José Crente – Como está escrito na Bíblia, as coisas do espírito são loucura para a Razão e vice-versa. Tendo isso em sua mente, abandone todos e quaisquer preconceitos, partindo do zero, estude os Profetas do Velho e do Novo Testamento, sublinhando os textos que lhe parecerem mais importantes, ou que deseja compreender melhor, assim como aqueles que se associam a um contexto mais amplo que deseja esclarecer. Leia e releia tantas vezes quantas aguentar. Aos poucos as coisas irão se encaixando e descobrirá que o progressivo esclarecimento está vinculado a muitos trechos espalhados por toda a Bíblia, como num quebra-cabeças, que aos poucos formam o desenho compreensível. Nesse percurso, podem ter início os insights espirituais, então o entendimento ganha maior velocidade e os dons passam a definir a trajetória mais específica do conhecimento espiritual, nos diversos tipos mencionados pelo Apóstolo Paulo, que são os dons espirituais.

João Ateísta – Tudo bem que a Bíblia seja estruturada mais acentuadamente sobre parábolas, metáforas, simbolismos históricos, mas quanto às denominações teológicas, por que elas não ensinam corretamente os seus adeptos?
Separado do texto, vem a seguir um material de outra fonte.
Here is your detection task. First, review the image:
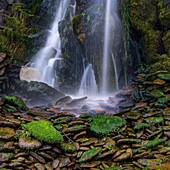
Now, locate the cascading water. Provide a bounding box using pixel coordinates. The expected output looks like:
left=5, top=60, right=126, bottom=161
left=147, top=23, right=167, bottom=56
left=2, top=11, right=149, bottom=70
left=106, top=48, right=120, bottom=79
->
left=112, top=53, right=119, bottom=90
left=35, top=0, right=70, bottom=87
left=78, top=64, right=98, bottom=97
left=101, top=0, right=121, bottom=95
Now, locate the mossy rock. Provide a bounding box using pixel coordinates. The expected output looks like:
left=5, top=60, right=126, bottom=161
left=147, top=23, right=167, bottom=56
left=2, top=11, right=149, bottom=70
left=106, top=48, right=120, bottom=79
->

José Crente – O fundamento do cristianismo está na Doutrina da Graça, que se relaciona com a Segunda Aliança, baseada em Cristo. Essa Aliança substitui a Primeira Aliança, que é baseada em Moisés. Essa substituição ocorre quando as leis de Deus, e também os seus conhecimentos, são transferidos das pedras para o coração do homem, conforme o enunciado de (Jeremias 31:33 e Hebreus 8:10). Essa transferência somente pode ocorrer através dos insights espirituais, os quais não dependem de nenhum procedimento humano, e ninguém e nenhuma instituição tem o poder de transferir essa capacidade de entendimento, da letra morta, para o espírito vivo do ser humano. Ela só pode ocorrer através do Espírito de Deus para o espírito do homem. Por isso, as denominações teológicas se mantêm focadas na Primeira Aliança e nas fábulas e genealogias históricas, que permitem a montagem de uma estrutura comercial, mesmo porque os “pastores profissionais” dessas denominações não são portadores dos insights espirituais, e por isso eles se mantêm na superficialidade da letra, ou no Decálogo de Moisés, e não na Graça de Cristo. Assim, o judaísmo, catolicismo, protestantismo e afins, não passam de atividades humanas, que movimentam um fortíssimo segmento da economia em muitas regiões do Planeta. Assim como ninguém pode dar o que não tem, também, ninguém pode ensinar o que não sabe.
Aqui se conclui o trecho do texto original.